Antrean berlapis kendaraan jenis truk, minibus, hingga pick-up bahkan sampai menutupi akses tempat usaha dan ruko-ruko milik warga sekitar di kawasan SPBU Jalan Baru, Kamis (18/6/2026).
Diduga Distribusi Ketergantungan Depot Swasta
Muncul dugaan bahwa kemacetan dan panjangnya antrean ini dipicu oleh keterlambatan pengiriman pasokan pasokan BBM dari pihak Pertamina.
Berdasarkan informasi yang dihimpun dari sumber internal Pertamina, mencuat kabar bahwa rantai distribusi Solar saat ini dinilai tidak efisien akibat adanya ketergantungan pada Depot Belinyu yang dikelola oleh pihak swasta berinisial A.
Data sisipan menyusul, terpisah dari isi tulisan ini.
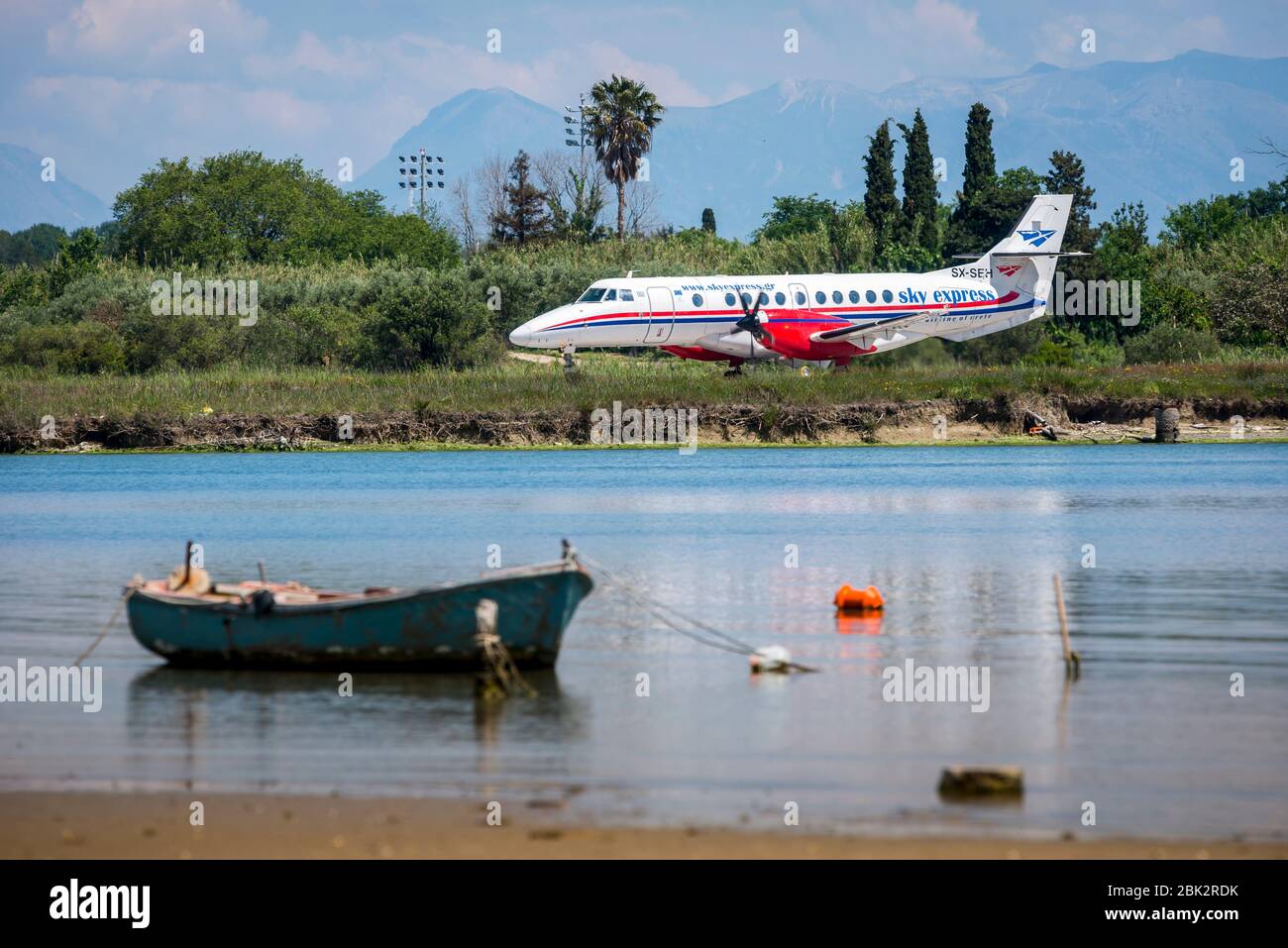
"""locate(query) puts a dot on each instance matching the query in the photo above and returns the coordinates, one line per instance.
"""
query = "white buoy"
(771, 659)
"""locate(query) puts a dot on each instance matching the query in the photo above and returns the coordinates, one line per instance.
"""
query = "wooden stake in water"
(1072, 661)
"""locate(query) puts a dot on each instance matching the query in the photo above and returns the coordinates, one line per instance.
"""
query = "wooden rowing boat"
(286, 625)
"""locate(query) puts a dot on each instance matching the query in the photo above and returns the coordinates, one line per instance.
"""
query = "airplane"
(815, 318)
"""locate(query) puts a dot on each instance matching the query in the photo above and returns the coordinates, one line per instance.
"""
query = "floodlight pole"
(421, 165)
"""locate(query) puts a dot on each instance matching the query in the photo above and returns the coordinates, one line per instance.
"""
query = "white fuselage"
(702, 311)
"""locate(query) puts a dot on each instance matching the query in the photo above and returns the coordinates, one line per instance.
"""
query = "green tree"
(619, 123)
(919, 191)
(77, 256)
(880, 204)
(1199, 223)
(524, 217)
(244, 206)
(35, 245)
(795, 215)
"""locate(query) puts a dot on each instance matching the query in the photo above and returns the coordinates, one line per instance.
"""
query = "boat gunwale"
(241, 607)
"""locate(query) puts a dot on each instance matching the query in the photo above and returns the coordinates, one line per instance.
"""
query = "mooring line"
(660, 609)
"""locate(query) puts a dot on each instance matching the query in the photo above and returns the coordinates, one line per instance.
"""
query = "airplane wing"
(876, 329)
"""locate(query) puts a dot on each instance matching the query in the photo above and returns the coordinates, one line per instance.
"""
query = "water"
(1189, 586)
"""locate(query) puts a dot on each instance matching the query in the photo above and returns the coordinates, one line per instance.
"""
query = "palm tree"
(619, 123)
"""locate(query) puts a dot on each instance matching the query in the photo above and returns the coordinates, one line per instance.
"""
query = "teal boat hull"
(428, 630)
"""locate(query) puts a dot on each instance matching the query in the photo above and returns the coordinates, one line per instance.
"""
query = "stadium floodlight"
(417, 172)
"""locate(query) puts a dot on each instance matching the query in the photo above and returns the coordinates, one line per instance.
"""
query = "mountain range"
(26, 198)
(1160, 133)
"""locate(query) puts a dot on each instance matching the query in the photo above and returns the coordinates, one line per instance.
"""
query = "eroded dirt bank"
(871, 423)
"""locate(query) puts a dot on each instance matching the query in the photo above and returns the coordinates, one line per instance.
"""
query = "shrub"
(1167, 343)
(86, 347)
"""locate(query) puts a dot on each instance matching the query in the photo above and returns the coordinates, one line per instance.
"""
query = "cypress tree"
(524, 218)
(919, 192)
(969, 230)
(980, 162)
(1069, 176)
(880, 204)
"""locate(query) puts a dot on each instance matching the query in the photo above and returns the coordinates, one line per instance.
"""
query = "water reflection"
(295, 728)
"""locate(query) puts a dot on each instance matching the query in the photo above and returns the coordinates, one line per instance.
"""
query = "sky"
(108, 86)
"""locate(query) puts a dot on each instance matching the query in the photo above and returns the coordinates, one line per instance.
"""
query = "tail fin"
(1039, 230)
(1025, 260)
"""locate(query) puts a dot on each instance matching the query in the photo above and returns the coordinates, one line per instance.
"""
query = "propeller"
(748, 322)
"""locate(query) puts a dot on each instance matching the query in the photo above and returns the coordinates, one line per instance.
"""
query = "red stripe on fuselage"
(786, 313)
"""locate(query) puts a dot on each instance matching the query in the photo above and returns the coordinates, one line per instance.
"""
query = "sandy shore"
(156, 826)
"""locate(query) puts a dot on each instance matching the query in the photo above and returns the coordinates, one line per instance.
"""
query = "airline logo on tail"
(1035, 237)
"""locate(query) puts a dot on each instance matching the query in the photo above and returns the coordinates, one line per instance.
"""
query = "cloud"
(147, 35)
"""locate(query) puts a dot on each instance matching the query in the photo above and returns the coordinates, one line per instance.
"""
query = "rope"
(722, 640)
(115, 613)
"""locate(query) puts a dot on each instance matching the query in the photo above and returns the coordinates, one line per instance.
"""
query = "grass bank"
(522, 403)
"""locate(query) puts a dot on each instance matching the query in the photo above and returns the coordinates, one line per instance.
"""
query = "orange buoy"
(849, 599)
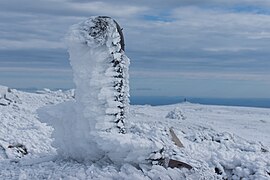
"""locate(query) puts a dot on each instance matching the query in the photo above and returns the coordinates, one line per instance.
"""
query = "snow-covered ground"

”Mau mengantar BBM ke Bangka Selatan pun harus mengambil dari Depot Belinyu milik A, sehingga rute perjalanan yang ditempuh menjadi jauh lebih panjang,” ujar sumber internal yang enggan disebutkan namanya, Senin (15/6/2026).
Kondisi jalur distribusi yang memutar ini memicu pertanyaan publik mengenai ketersediaan stok di depot utama, yakni Pertamina Induk Pangkal Balam.